Chinnosuke connaissait déjà si bien tous les détails de cette estampe qu’il lui suffisait de fermer les yeux pour la visualiser à la perfection. Pourtant, il continua à la fixer sans la décrocher du regard pendant de longues minutes. Chaque fois qu’il la contemplait, un frisson naissait sous sa peau. Il partait d’un point indistinct entre son pubis et son nombril pour se diffuser dans tout son corps, tiède et délicieux. Comme à son habitude, Chinnosuke imagina le mouvement des combattants, écouta le tintement des lames qui se heurtent l’une contre l’autre, huma l’odeur ferreuse de la mort qui planait au-dessus d’eux. Il joua à se mettre à leur place, aimant par-dessus tout celle du samouraï de droite, dans son kimono bleu. Il gémit quand la lame entra en lui pour lui déchirer les viscères, et qu’une douleur sourde et brûlante le saisit tout entier. Il avait répété cette scène tellement de fois en esprit qu’il sentait le froid du métal contre ses intestins, aussi vrai que nature. Il serra les cuisses, ne sachant que faire de ce sexe dressé qui palpitait tandis qu’il se serrait le ventre, mimant le geste désespéré d’un homme dans ses derniers instants, en proie à une douleur sans nulle autre pareille. Son ennemi imaginaire, bien décidé à le terrasser, enfonça d’un coup sec la lame qui ressortit dans son dos. Chinnosuke rejeta la tête en arrière, le visage en feu. Un cri se forma dans sa gorge, mais seul un long gémissement saccadé franchit la barrière de ses lèvres.
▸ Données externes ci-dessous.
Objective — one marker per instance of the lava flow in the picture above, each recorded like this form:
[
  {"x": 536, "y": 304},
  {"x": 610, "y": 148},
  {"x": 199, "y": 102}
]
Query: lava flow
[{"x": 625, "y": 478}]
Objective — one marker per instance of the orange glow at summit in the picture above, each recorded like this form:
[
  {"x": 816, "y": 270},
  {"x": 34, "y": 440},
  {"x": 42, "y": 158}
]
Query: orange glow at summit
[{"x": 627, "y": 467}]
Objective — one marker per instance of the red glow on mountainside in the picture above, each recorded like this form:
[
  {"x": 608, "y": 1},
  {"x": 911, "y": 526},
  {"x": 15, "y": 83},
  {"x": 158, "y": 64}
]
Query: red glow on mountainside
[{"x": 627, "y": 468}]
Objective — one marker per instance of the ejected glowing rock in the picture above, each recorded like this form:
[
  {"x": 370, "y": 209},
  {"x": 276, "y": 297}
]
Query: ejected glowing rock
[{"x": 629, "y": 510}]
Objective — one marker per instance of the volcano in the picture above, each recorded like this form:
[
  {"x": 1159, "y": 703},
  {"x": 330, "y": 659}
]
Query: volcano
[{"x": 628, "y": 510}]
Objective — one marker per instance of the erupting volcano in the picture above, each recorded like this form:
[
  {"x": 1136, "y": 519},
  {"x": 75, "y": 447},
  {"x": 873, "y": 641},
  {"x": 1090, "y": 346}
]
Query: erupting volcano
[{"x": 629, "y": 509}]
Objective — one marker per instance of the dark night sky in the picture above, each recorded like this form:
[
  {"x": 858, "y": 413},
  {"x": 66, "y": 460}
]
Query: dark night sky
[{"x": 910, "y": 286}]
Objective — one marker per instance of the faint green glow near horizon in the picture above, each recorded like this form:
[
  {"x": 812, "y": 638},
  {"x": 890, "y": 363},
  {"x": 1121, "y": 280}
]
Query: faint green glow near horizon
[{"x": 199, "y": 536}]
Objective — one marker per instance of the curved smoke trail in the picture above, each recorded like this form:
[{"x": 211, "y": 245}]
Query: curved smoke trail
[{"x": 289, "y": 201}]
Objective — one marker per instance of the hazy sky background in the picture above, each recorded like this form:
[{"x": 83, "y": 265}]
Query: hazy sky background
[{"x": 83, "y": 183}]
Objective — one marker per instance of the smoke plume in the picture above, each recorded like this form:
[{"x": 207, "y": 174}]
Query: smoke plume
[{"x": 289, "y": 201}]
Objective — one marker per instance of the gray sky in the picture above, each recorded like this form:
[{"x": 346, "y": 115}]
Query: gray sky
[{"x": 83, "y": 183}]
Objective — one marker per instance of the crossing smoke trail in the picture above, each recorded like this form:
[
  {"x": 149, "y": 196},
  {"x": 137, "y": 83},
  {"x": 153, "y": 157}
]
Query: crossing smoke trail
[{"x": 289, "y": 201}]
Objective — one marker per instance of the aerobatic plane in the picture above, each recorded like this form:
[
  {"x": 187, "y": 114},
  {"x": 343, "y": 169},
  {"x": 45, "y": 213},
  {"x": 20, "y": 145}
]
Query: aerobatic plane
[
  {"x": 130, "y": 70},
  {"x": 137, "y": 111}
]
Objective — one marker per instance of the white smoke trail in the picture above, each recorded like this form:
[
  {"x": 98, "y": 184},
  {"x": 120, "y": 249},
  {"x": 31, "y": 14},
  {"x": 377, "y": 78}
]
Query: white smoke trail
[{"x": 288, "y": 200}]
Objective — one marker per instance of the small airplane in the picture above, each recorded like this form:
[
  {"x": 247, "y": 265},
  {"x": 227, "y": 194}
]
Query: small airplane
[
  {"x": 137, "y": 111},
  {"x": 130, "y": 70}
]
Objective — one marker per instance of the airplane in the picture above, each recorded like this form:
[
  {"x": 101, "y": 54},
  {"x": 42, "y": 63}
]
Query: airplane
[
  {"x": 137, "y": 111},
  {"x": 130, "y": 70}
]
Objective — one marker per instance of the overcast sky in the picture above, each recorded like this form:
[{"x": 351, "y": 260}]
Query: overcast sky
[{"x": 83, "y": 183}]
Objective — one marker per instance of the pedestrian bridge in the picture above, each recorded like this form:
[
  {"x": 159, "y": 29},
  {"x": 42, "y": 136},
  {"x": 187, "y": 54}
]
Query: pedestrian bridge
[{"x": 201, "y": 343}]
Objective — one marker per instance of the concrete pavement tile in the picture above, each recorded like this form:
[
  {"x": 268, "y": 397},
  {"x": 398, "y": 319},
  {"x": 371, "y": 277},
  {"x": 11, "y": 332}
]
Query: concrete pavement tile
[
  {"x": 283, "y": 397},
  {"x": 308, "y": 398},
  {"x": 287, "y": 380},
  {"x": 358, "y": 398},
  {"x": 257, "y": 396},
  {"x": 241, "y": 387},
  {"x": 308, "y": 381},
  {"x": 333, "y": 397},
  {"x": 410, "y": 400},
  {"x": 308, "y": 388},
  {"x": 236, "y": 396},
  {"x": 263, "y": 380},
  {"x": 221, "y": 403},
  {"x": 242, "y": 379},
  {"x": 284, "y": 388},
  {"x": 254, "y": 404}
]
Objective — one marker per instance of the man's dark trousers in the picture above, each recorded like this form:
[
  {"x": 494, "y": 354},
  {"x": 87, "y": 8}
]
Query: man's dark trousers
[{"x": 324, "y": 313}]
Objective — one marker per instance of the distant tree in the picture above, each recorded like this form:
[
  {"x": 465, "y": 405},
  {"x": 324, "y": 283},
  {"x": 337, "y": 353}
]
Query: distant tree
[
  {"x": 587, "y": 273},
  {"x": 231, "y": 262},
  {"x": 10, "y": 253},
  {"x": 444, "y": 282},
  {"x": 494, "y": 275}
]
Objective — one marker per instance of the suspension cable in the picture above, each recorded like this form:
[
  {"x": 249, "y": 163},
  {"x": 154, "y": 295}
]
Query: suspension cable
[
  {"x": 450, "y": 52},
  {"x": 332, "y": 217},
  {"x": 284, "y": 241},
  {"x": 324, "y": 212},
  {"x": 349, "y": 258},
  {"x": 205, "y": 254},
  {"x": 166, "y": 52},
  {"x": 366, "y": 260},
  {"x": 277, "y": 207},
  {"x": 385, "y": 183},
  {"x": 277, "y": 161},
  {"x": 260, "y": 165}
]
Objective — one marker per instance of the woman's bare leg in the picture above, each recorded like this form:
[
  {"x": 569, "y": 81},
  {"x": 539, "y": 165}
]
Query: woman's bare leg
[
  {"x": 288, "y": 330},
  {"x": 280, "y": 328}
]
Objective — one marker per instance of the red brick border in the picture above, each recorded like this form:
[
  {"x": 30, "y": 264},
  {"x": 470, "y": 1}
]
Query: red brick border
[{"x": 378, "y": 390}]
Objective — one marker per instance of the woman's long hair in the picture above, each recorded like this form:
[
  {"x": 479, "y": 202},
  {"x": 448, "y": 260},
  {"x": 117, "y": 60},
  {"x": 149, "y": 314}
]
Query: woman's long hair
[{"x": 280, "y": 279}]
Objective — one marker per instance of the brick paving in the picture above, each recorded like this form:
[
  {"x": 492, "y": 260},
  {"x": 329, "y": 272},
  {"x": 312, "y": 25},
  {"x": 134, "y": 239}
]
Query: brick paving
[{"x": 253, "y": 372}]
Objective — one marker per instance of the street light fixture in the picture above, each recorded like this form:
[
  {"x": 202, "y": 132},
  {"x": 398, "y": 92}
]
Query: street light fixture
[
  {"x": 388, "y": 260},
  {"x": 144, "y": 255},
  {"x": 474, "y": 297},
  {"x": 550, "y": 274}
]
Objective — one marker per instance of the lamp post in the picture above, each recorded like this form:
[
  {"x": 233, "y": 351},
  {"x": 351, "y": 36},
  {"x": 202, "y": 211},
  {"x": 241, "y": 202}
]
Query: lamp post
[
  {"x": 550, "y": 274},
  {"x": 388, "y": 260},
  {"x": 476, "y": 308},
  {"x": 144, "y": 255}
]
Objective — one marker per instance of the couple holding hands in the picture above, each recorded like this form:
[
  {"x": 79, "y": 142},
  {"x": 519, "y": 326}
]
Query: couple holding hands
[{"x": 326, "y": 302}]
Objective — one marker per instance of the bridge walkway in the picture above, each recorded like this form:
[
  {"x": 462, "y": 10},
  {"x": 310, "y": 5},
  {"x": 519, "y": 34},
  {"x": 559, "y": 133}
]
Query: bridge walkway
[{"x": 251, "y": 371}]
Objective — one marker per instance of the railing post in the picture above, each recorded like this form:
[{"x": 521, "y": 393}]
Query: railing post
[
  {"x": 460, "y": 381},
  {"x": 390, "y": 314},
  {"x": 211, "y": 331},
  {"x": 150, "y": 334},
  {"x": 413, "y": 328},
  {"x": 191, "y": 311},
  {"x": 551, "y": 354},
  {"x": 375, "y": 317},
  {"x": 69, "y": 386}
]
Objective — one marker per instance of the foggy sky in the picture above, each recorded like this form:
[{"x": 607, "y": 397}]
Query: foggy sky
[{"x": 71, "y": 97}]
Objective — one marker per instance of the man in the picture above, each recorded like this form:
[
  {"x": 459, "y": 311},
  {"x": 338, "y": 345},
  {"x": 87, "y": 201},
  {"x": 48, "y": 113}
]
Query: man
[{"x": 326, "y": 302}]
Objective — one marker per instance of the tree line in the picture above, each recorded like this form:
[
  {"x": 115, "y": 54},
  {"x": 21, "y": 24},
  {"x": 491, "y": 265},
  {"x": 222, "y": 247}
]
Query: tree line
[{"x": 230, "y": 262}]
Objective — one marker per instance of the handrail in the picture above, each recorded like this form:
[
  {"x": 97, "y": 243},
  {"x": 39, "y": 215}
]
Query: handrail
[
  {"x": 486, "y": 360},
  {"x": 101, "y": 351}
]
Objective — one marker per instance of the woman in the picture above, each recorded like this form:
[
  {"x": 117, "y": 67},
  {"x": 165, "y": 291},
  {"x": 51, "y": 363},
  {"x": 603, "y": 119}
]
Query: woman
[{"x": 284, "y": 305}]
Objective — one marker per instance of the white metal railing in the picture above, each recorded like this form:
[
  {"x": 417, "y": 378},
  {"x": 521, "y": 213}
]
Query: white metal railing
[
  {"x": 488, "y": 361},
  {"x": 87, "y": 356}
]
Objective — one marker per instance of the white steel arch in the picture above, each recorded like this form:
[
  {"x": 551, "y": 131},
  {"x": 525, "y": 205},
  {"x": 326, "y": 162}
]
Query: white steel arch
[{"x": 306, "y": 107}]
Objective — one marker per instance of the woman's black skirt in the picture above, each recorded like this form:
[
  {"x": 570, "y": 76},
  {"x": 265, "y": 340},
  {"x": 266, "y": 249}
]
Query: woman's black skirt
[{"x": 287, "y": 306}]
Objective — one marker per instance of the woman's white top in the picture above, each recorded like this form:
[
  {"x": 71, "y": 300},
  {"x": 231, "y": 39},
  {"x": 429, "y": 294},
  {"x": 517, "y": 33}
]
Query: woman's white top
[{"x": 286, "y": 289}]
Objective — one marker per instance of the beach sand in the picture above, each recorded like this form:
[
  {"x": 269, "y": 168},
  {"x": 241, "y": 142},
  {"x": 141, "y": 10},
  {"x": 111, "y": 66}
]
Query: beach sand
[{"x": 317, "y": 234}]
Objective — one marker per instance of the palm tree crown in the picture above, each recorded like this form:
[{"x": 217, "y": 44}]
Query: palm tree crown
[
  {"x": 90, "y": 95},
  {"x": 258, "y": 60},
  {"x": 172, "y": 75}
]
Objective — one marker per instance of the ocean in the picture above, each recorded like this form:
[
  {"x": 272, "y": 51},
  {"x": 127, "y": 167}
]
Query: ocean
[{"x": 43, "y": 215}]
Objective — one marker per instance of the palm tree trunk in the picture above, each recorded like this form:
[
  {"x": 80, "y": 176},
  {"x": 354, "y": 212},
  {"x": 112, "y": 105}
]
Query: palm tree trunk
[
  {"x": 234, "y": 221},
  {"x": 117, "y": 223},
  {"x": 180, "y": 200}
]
La vague passa, laissant derrière elle une félicité sereine. Appuyé sur ses bras tremblants, Chinnosuke reprit son souffle. Il pesta contre le fluide poisseux qui lui collait l’entrejambe. C’était comme ça à chaque fois et il n’avait encore trouvé aucun moyen de l’éviter ; alors, faute de mieux, il faisait avec. L’endroit de son ventre, un peu à gauche du nombril, là où il avait imaginé que l’épée le pénétrait était encore sensible au toucher. Il rangea le rouleau dans son écrin, craignant que quelqu’un n’arrive et le voie. Il ferma le couvercle et soupira. La peau de son visage cuisait toujours, ses joues étaient inondées de sueur. Il les essuya du revers de sa manche et se sentit pris d’un vertige.

Trois petites gouttes de sang tombèrent sur le plancher.